The American wine critic says in an open letter written in French and sent to Bordeaux producers and negociants, ‘due to the desires of my family I must put off my visit.’

He says he will come to Bordeaux ‘later this year when the world is calmer.’ He does not say whether that will be before the key Vinexpo wine fair in June, at which a huge amount of ‘En Primeur’ Bordeaux is sold – although it is unlikely shockwaves caused by the American-led invasion will have calmed by then.

Saying he is ‘a loyal friend to France and to its wine producers,’ he adds that he is furious, and ‘absolutely against my compatriots… who speak of boycotts of French products.’

Many in the wine industry reckon the absence of a Parker score will adversely affect Bordeaux producers. ‘Many depend on him for pricing,’ one wine professional told decanter.com. ‘They really won’t know what to do.’

Parker is considered to favour wines from the right bank of Bordeaux, and as that area suffered during 2002, with extensive millerandage and rain during harvest, there is more reason to worry that the lack of a score in his journal The Wine Advocate will make it difficult to sell the wine.

The critic’s influence is well known. In 2002 the price of Chateau Calon-Segur 2000 increased by as much as 50% after Parker said it was the greatest since 1982. He had not tasted it the previous year and – unscored by him – it had languished on the shelves.

Fiona Morrison, co-owner of Chateau Le Pin in Pomerol said, ‘It will have no effect. It is not a huge en primeur this year. Hopefully Parker not coming will slow people down a bit and make them realise April is far too early to taste anyway.’

Herve Berland of Chateau Mouton-Rothschild said he thought it was a pity because Parker ‘is one of the world’s best tasters.’

He added it was impossible to tell if it would have commercial implications as ‘we have never been in this position before.’

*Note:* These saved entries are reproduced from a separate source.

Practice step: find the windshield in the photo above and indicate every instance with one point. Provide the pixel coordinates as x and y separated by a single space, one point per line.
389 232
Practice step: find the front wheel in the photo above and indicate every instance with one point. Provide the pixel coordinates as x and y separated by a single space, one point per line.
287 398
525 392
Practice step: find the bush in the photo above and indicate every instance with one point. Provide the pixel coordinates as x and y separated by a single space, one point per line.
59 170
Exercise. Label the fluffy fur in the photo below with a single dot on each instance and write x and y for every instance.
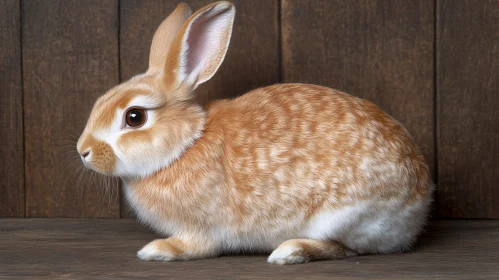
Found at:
(307, 171)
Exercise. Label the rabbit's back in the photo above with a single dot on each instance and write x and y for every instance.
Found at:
(320, 164)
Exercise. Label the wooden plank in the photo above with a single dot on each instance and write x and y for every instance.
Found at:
(380, 50)
(103, 249)
(70, 57)
(251, 62)
(11, 118)
(468, 108)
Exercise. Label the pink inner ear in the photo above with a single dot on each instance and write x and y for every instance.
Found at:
(203, 40)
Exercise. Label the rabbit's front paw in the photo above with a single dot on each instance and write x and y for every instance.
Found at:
(158, 250)
(287, 254)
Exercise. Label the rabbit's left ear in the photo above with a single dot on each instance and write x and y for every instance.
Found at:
(165, 35)
(200, 46)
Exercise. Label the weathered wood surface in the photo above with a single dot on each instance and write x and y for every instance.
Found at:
(70, 57)
(105, 249)
(468, 108)
(380, 50)
(11, 113)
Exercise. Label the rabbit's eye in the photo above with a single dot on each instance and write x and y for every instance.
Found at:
(135, 117)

Olivier Bernard of Domaine de Chevalier said – referring to ‘some vins de garage, some left bank but mostly right bank properties’ – ‘It is not good for some chateaux who expect a good score in order to put a high price on their wines.’

A spokesman for the Union des Grands Crus, which represents 119 of the most prominent chateaux in Bordeaux, said he was unable to comment.